Now its the part that I am not sure about:
Assume that f is both lower/upper semicontinuous. Our goal is to prove that $f$ is continuous at $x$. Let $\epsilon > 0$. Choose $t > 0$ such that $|f(x) – t| < \epsilon/2$. Then $x \in \{f < t\}$. Since this set is open, we can find $r > 0$ such that if $y \in B(x,r) := \{a : |x-a| < r\}$ then $f(y) < t$. But then, $$|f(x)-f(y)| = |f(x)-f(y)+t-t| \leq |f(x)-t|+|f(y)-t| < \epsilon.$$In this step I used the fact that $|f(x)-t| < \epsilon$ and that the distance from $f(y)$ to $t$ must be smaller than $\epsilon$ as well because otherwise the open set would not be contained in $\{f > t\}$.
Can anyone verify if my reasoning is correct?
Thank you very much.
Best Answer
There are a few mistakes in your proof of the second direction of implication, firstly we cannot be guaranteed to find a $t>0$ such that
$$ |f(x)-t|<\frac{\varepsilon}{2} $$
Since for example $f(x)$ could be very large and negative.

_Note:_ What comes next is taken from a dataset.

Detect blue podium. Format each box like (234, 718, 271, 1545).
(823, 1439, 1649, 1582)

So I'm assuming you meant to choose $t>f(x)$, since then we can also conclude $x\in\{f<t\}$
Secondly, we only know that
$$ |f(x)-t|<\frac{\varepsilon}{2} $$
And we know that there must be some open ball around $x$ which is contained in $\{f<t\}$, but every element $y$ of this open ball except $x$ could have $f(y) = t-3\varepsilon$, in which case we can't conclude that $|f(x)-f(y)|<\varepsilon$. The key point is that using only upper semicontinuity is not sufficient, it should also be suspicious to you that you seemingly proved a theorem which is much stronger than the one asked in the exercise. So we suspect we need to use both upper and lower semicontinuity, and the way to do so is to also choose $t'<f(x)$ such that
$$|t'-f(x)|<\varepsilon/2$$
(in fact, one can actually just take $t'=f(x)+\varepsilon/2$ and $t=f(x)+\varepsilon/2$ ) and then to note that since both of these are open, their intersection is open, and therefore there is some open ball around $x$ which is contained in the intersection.
What can you say about the distance between any element in this open ball and $x$, when you apply $f$ to them? Can you still have for example $f(y)= f(x)-3\varepsilon$ for some $y$ in this open ball ? Why or why not?